Of course, as with every time criticism like this is made, there will be those saying “there just weren’t any available! I’m sure it will be better next year! We believe in the music, not the quotas!” This is exactly what the festival has said today in response to Human Movement‘s withdrawal in the comment section of his Facebook post. Citing that they don’t receive as many offers from agents for female artists as they do male artists, and referring to two specific offers they made to book Peggy Gou and Maya Jane Coles, as well as saying they repeatedly book female artists who are “killing it” seems to be missing the point completely. If agents do not have female artists on their roster to book, that’s a conversation we need to have. If artists are not available, that’s a conversation we need to have. If it’s difficult to find female artists or people of colour, why not try putting the call out on Instagram or Facebook. Try using these platforms for something more than slacktivism. Use them to connect with communities. Use them to have the tough conversations our industry needs. While the onus needs to be on all faces of the industry to improve in this area, for the festival to not only ridicule Human Movement‘s decision, but to also say it’s simply too hard and that they book “on talent, music and energy,” is just not good enough anymore.

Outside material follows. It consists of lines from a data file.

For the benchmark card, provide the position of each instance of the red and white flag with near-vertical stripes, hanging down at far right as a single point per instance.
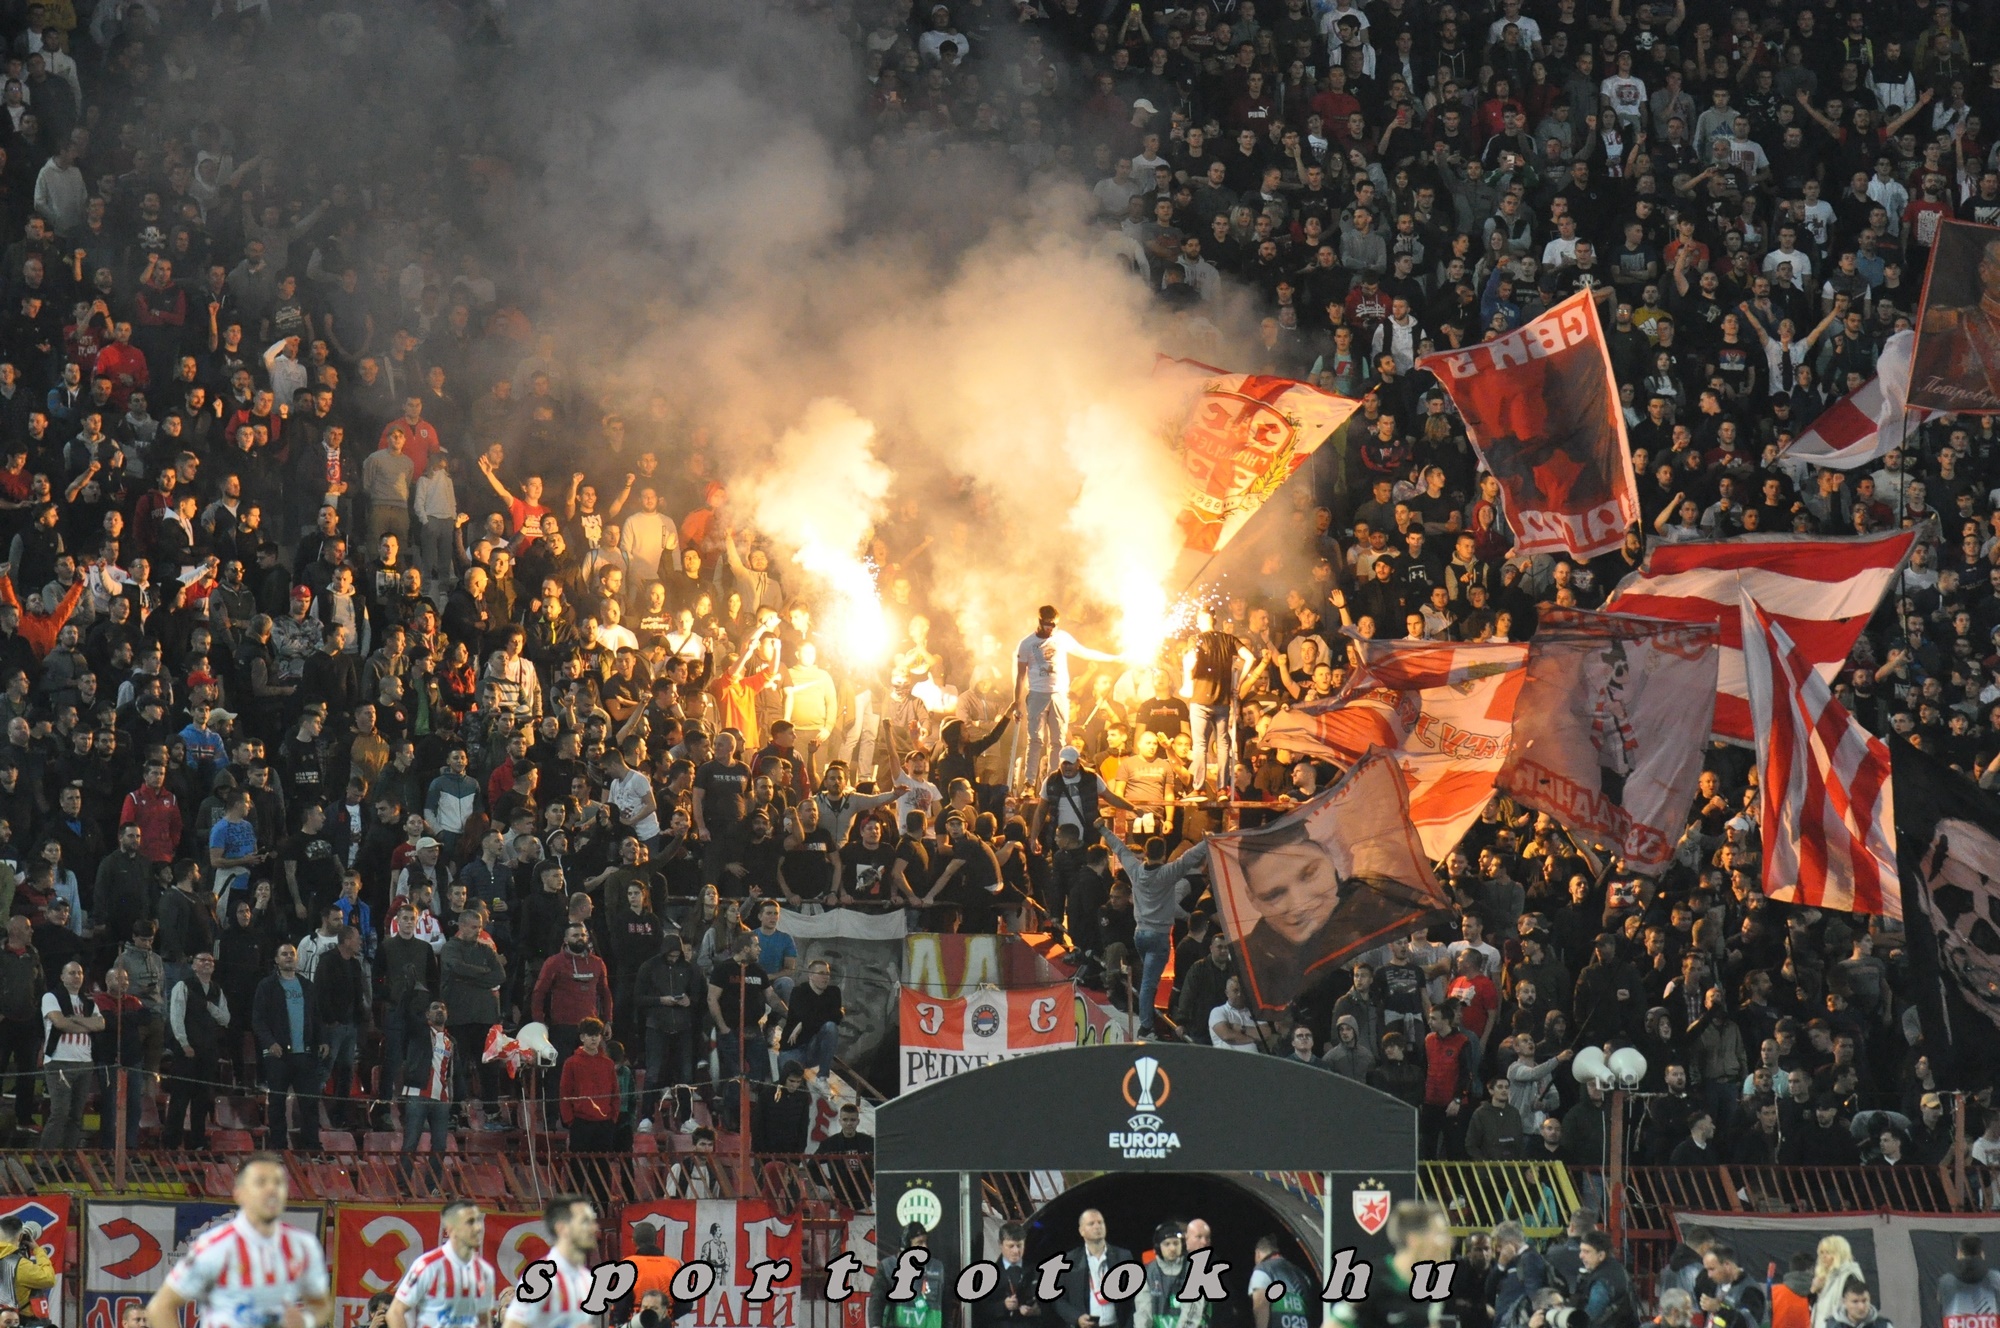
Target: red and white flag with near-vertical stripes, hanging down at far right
(1825, 801)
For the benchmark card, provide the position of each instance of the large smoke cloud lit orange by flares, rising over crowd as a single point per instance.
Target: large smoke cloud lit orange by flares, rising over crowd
(855, 325)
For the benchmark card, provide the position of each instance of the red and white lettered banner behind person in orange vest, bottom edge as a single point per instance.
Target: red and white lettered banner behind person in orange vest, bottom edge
(731, 1237)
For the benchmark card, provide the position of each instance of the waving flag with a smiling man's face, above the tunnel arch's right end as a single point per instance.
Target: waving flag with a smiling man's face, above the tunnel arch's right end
(1341, 875)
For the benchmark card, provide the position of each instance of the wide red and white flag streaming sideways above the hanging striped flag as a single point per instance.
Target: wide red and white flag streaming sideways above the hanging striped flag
(1819, 591)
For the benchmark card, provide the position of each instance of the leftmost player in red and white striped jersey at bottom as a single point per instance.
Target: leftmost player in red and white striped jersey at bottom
(255, 1271)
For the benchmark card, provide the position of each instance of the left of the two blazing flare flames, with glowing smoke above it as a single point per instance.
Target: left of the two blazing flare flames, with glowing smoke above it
(821, 497)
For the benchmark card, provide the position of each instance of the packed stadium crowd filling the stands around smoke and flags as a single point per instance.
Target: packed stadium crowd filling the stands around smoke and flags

Every so often, the phrase that we all need to “do better” is used to when calling for changes such as this. The problem with saying we need to “do better” is that it has become an empty platitude. It means absolutely nothing to those who actually need it to be meaningful. Sexism exists all around us, as does racism, and both have the perfect breeding ground in the music industry. In July, Music Junkee wrote a brilliant piece asking if the Australian #MeToo movement that looked set to finally take off would last, but in light of this festival announcement, the concern is that this moment is another wasted opportunity. In 2017 and 2018, Pilerats collated statistics on festival diversity, and came to the conclusion that while there is more work to be done, Australian festivals were improving when it came to diversity and greater representation. For a lineup of this nature to be announced two years later shows just how much work remains.
Dance music originates from marginalised communities. It’s origins are with black people, with the LGBTQI+ community, and with all those who needed community and liberation that only music can bring. Festivals such as Rabbits Eat Lettuce need to understand the brand damage that comes with ignoring those that dare to exist outside the straight, white EDM audience catered to with their lineup. It’s all the confirmation marginalised people and minorities need in order to realise that no matter how loud the movement is, how far reaching it is, how widespread or how real it appears to be, the people (usually straight white men) in power are even quicker to move on from the issue than they were scrambling to be on board.
It’s a massive thing to run a festival in the time of COVID and a tough business decision to make the event go ahead in the first place, but 2020 makes this programming even more abhorrent. The world has changed. We need promoters with the will to make live music happen. We need people who refuse to lie down in the face of hardship and for that, the Rabbits Eat Lettuce team should be commended. But we need the RIGHT decisions and the RIGHT events. We need the team behind Rabbits Eat Lettuce to be the leaders they can be. We have a unique opportunity as an industry and a community in being able to rebuild a broken culture for a new era. Lineups like this are not part of the new era dawning. They are the death rattle of the last era that 2020 should have put to rest.